Whipping cream is a suspension of fat globules and water-based liquid. When you start to whip it, air is incorporated into the cream while the mechanical action of the whisk actually strips away the outer surface of the fat globules. The combination of these two things is what turns cream from a liquid into a solid.
If you keep whipping the cream beyond the point of wanting to put it on your ice cream, structure eventually becomes so destabilized that the separate fat globules start to form together into a solid mass. At first you’ll just see tiny “seed” grains, and then larger and larger masses will form. This mass – butter! – forces out the watery liquid, and the original suspension of fat and liquid is broken.
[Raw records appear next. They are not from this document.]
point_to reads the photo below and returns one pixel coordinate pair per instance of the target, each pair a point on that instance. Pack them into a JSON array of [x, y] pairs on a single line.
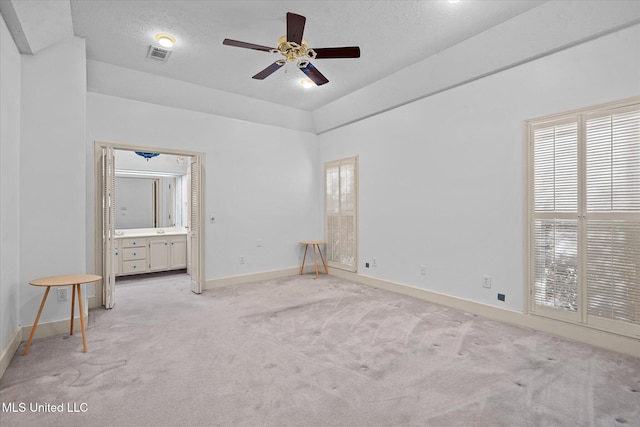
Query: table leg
[[73, 307], [326, 270], [303, 258], [84, 338], [35, 324], [315, 261]]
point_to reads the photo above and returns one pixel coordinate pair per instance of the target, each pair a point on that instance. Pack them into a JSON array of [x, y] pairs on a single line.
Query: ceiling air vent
[[158, 53]]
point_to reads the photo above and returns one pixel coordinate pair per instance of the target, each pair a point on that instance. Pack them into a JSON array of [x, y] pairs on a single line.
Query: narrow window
[[341, 190]]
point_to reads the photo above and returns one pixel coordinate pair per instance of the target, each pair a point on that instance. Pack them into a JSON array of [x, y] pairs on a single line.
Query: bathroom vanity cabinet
[[146, 253]]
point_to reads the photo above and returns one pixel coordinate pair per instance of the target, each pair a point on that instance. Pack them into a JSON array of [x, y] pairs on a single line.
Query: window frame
[[581, 316], [354, 161]]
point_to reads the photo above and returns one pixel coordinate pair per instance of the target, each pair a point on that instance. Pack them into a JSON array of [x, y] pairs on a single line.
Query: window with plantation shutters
[[584, 198], [341, 183]]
Drain off the liquid (or save it for baking) and you have fresh butter!
How quickly and effectively this separation happens depends on the fat content of the original cream. If your intention is to make butter, try to find a cream that is at least 35% fat, and ideally, unhomogenized. Creams with less fat content will take longer and produce less butter.
Have you ever made butter at home, intentionally or unintentionally?!